Our effect scripting system was also built to allow us to change an effect's level of detail based on the current rendering load, which became our main method of optimizing effects. Given that some effects can be visible from one end of the city to another, we needed to be able to concentrate our budget on the effects near the camera and change LODs based on the current rendering load.
The LOD system is mainly based on the attribute biases and overrides described above. The effect artist can create an LOD that changes the bias and overrides values of an effect at a certain distance. These values are then interpolated between all LODs based on the effect's distance from the camera. For example, the artist might choose to lower the emission rate and increase the particle size of an effect when it's far away -- this would reduce the amount of overdraw while still maintaining a similar look, but with less of the detail that would only be noticed up close.
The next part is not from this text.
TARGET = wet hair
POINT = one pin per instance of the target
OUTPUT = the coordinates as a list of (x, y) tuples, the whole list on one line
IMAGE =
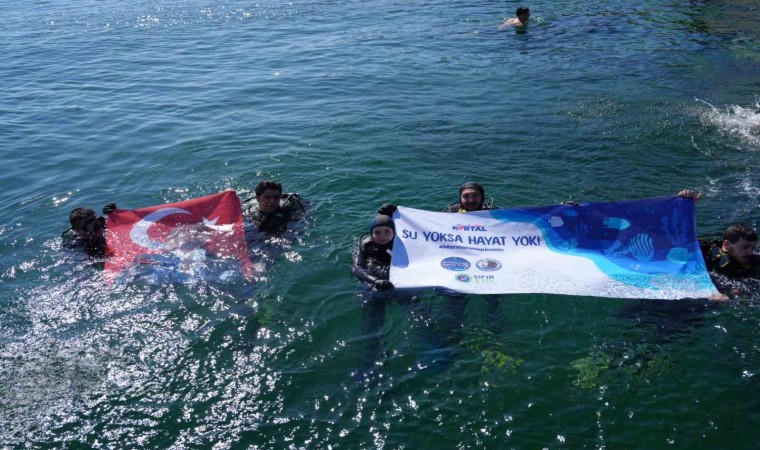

The interpolation results in a continuous LOD transition that doesn't suffer from any popping or other similar problems -- although they still have the option of switching to a completely different effect at a certain distance (with a cross-fade) or disabling the effect altogether. While reducing GPU cost is the main goal, these LODs usually end up saving both memory and CPU time, too.
The other metric we use when choosing LOD is the rendering cost of the previous frame's particles. This uses the same occlusion query results as the statistics given to artists and is fed back into the LOD system.
If the previous frame was relatively expensive, we don't want to make the current frame worse by spawning even more expensive effects, so we instead play cheaper LODs in an attempt to recover faster. The artist has full control over what LOD to choose and at what level of performance it should be used.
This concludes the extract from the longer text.